“Estes trágicos acontecimentos levantam, mais uma vez, o enigma: como podem o Ocidente e o Norte Global afirmar que este projeto violento é levado a cabo pela única democracia no Médio Oriente?”
ILAN PAPPE*
É bem possível que os primeiros pensadores e líderes do movimento sionista, lá no final do século 19 na Europa, imaginassem, ou pelo menos esperassem, que a Palestina era uma terra vazia e, se havia pessoas lá, eram tribos nômades sem raízes que, em essência, não habitavam a terra.
Se assim fosse, muito possivelmente os refugiados judeus que se dirigiam àquela terra vazia teriam construído uma sociedade próspera e, talvez, teriam encontrado uma maneira de evitar a polarização do mundo árabe.
O que sabemos, de fato, é que muitos dos primeiros arquitetos do sionismo estavam perfeitamente cientes do fato de que a Palestina não era uma terra vazia.

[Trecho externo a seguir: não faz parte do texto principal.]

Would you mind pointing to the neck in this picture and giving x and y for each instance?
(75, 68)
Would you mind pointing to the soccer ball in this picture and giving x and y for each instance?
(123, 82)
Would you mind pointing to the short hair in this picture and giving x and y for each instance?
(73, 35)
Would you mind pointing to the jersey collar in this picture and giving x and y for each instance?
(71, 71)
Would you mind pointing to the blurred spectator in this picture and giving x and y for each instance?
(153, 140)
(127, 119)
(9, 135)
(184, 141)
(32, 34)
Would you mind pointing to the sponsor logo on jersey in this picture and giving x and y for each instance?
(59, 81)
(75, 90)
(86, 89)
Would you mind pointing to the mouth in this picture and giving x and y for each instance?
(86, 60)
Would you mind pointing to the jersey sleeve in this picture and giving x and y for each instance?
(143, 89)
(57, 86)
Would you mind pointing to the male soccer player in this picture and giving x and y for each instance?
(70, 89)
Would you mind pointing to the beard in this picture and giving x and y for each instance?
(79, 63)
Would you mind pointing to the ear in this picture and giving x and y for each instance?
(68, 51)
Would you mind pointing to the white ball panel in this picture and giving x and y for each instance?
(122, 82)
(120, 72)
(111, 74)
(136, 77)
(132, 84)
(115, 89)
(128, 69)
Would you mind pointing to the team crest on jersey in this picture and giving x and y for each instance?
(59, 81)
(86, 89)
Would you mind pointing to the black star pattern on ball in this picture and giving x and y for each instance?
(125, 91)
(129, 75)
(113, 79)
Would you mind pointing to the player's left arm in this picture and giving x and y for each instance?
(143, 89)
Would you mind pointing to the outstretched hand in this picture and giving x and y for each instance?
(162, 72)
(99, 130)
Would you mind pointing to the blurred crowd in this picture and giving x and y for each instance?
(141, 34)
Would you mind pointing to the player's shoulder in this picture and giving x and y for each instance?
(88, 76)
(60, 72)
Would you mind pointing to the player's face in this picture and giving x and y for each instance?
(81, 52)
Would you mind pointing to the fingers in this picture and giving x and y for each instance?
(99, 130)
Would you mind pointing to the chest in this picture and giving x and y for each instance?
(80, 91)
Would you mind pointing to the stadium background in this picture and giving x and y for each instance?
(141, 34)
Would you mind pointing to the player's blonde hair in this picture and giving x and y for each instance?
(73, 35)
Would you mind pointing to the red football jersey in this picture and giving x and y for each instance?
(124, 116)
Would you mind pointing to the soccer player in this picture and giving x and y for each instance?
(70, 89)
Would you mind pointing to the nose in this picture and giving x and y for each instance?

Esses arquitetos do sionismo eram racistas e orientalistas demais, como o resto da Europa, para perceber o quão progressista era a sociedade palestina em relação àquele período, com uma elite urbana educada e politizada e uma comunidade rural vivendo em paz dentro de um verdadeiro sistema de convivência e solidariedade.
A sociedade palestina estava no limiar da modernidade – como tantas outras sociedades da região; uma mistura de herança tradicional e novas ideias. Esta teria sido a base para uma identidade nacional e uma visão de liberdade e independência naquela mesma terra que habitaram durante séculos.
Os sionistas certamente sabiam de antemão que a Palestina era a terra dos palestinos, mas eles viam a população nativa como um obstáculo demográfico, que tinha que ser removido para que o projeto sionista de construir um Estado judeu na Palestina tivesse sucesso.
Foi assim que a frase sionista “A Questão da Palestina” ou “O Problema da Palestina” entrou no léxico da política mundial.
Aos olhos da liderança sionista, esse “problema” só poderia ser resolvido deslocando os palestinos e substituindo-os por imigrantes judeus.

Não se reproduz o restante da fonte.